Richard's entrance stopped the conversation.  Mr. George rose, made  me another of his soldierly bows, wished my guardian a good day,  and strode heavily out of the room.  This was the morning of the day appointed for Richard's departure.   We had no more purchases to make now; I had completed all his  packing early in the afternoon; and our time was disengaged until  night, when he was to go to Liverpool for Holyhead.  Jarndyce and  Jarndyce being again expected to come on that day, Richard proposed  to me that we should go down to the court and hear what passed.  As  it was his last day, and he was eager to go, and I had never been  there, I gave my consent and we walked down to Westminster, where  the court was then sitting.  We beguiled the way with arrangements  concerning the letters that Richard was to write to me and the  letters that I was to write to him and with a great many hopeful  projects.  My guardian knew where we were going and therefore was  not with us.  When we came to the court, there was the Lord Chancellor--the same  whom I had seen in his private room in Lincoln's Inn--sitting in  great state and gravity on the bench, with the mace and seals on a  red table below him and an immense flat nosegay, like a little  garden, which scented the whole court.  Below the table, again, was  a long row of solicitors, with bundles of papers on the matting at  their feet; and then there were the gentlemen of the bar in wigs  and gowns--some awake and some asleep, and one talking, and nobody  paying much attention to what he said. 
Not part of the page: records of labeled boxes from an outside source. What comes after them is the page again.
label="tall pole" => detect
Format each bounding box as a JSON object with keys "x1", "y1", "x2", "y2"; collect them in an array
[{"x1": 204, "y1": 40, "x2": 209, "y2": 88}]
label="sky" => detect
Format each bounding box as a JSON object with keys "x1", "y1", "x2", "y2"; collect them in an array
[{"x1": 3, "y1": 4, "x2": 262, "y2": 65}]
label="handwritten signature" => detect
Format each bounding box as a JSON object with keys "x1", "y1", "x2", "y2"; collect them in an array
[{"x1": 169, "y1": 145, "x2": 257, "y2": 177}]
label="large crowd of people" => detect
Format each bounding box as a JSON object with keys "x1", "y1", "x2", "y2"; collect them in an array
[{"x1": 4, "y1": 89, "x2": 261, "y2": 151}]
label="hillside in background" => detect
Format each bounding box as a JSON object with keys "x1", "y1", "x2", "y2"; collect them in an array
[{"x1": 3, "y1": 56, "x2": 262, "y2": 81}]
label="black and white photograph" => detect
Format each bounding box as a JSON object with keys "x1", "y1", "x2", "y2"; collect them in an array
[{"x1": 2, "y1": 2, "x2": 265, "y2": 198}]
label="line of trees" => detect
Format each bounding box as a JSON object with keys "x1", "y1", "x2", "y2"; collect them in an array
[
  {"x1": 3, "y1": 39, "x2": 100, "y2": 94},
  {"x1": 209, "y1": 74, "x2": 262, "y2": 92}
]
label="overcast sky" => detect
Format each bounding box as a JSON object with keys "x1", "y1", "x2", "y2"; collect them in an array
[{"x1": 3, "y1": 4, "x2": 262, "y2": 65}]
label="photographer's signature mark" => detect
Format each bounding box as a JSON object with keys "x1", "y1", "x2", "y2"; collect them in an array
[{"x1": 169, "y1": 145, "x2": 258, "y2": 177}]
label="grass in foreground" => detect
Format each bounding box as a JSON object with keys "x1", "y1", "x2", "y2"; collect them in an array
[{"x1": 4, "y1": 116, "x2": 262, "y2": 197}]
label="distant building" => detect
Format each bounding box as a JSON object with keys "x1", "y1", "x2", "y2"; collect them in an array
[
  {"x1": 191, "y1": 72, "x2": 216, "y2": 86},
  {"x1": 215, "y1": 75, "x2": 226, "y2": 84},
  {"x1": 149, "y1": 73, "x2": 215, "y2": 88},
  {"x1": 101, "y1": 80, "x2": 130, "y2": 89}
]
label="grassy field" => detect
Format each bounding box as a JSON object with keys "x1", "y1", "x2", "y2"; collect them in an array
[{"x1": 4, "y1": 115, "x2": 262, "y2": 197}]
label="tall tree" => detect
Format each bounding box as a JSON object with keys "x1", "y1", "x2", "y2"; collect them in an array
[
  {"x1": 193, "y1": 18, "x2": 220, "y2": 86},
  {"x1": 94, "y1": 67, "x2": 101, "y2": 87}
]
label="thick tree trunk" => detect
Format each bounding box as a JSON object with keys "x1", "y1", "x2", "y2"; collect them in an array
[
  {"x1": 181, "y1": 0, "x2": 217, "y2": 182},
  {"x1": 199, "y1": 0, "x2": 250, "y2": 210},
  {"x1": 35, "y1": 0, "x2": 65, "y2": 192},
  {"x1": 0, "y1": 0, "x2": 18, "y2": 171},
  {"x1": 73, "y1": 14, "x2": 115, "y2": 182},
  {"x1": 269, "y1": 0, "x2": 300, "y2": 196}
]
The Lord Chancellor leaned  back in his very easy chair with his elbow on the cushioned arm and  his forehead resting on his hand; some of those who were present  dozed; some read the newspapers; some walked about or whispered in  groups: all seemed perfectly at their ease, by no means in a hurry,  very unconcerned, and extremely comfortable.  To see everything going on so smoothly and to think of the  roughness of the suitors' lives and deaths; to see all that full  dress and ceremony and to think of the waste, and want, and  beggared misery it represented; to consider that while the sickness  of hope deferred was raging in so many hearts this polite show went  calmly on from day to day, and year to year, in such good order and  composure; to behold the Lord Chancellor and the whole array of  practitioners under him looking at one another and at the  spectators as if nobody had ever heard that all over England the  name in which they were assembled was a bitter jest, was held in  universal horror, contempt, and indignation, was known for  something so flagrant and bad that little short of a miracle could  bring any good out of it to any one--this was so curious and self- contradictory to me, who had no experience of it, that it was at  first incredible, and I could not comprehend it.  I sat where  Richard put me, and tried to listen, and looked about me; but there  seemed to be no reality in the whole scene except poor little Miss  Flite, the madwoman, standing on a bench and nodding at it.  Miss Flite soon espied us and came to where we sat.  She gave me a  gracious welcome to her domain and indicated, with much  gratification and pride, its principal attractions.  Mr. Kenge also  came to speak to us and did the honours of the place in much the  same way, with the bland modesty of a proprietor.  It was not a  very good day for a visit, he said; he would have preferred the  first day of term; but it was imposing, it was imposing.  When we had been there half an hour or so, the case in progress--if  I may use a phrase so ridiculous in such a connexion--seemed to die  out of its own vapidity, without coming, or being by anybody  expected to come, to any resuIt. 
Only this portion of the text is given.